The second report, by First American CoreLogic for The New York Times, shows there are 2.8 million active interest-only home loans worth a combined total of $908 billion. Interest-only loans, popular during height of the boon, allow borrowers to make payments only on the loan’s interest for a set period. Then payments for the principle also kick in and monthly payments can jump by as much as 75 percent. With many homes underwater, borrowers can’t refinance.
The interest-only periods, which put off the principal payments for five, seven or 10 years, are now beginning to expire. In the next 12 months, $71 billion of interest-only loans will reset. The year after, another $100 billion will reset. After mid-2011, another $400 billion will reset, for a total of $572 billion.
Should the interest-only wave produce foreclosures at the same 35 to 45 percent loss rate that Fitch forecasts for Option ARMs, expect the interest-only wave to create $200 to $266 billion worth of foreclosures.
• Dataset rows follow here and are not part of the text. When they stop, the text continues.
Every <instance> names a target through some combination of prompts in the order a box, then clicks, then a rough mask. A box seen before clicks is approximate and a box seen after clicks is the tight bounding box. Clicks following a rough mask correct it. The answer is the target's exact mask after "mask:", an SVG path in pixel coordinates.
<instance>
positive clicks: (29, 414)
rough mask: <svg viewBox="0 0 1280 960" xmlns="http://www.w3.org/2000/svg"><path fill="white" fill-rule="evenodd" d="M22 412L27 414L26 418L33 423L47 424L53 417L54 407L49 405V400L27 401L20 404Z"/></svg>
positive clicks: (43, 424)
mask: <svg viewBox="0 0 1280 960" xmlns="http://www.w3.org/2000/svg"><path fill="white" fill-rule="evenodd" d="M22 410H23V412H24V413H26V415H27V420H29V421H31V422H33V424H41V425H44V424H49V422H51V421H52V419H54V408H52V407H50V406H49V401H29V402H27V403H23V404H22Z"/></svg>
Add to that the Option ARM losses of 35 to 45 percent of $100 billion, we could expect resets of exotic loans to create $235 to $311 billion worth of new foreclosures over the next three years. By comparison, the subprime meltdown that kicked off the housing crisis generated roughly $400 billion worth of foreclosure losses, and they are still coming in.
In spite of the seriousness of the pending resets-a situation made even more serious by the inability of either the private sector or the government to mount a loan modification program of sufficient effectiveness and size to make a dent in these forecasts the major cause of foreclosures is not toxic loans but unemployment. Prime fixed rate loans that don’t reset now account for one in three foreclosure starts, according to the Mortgage Bankers Association’s second quarter delinquency survey. A year ago they accounted for one in five, while delinquencies caused by ARM resets are declining. What’s worse, delinquencies caused by unemployment are almost impossible to modify because out-of-work borrowers have lost their source of steady income.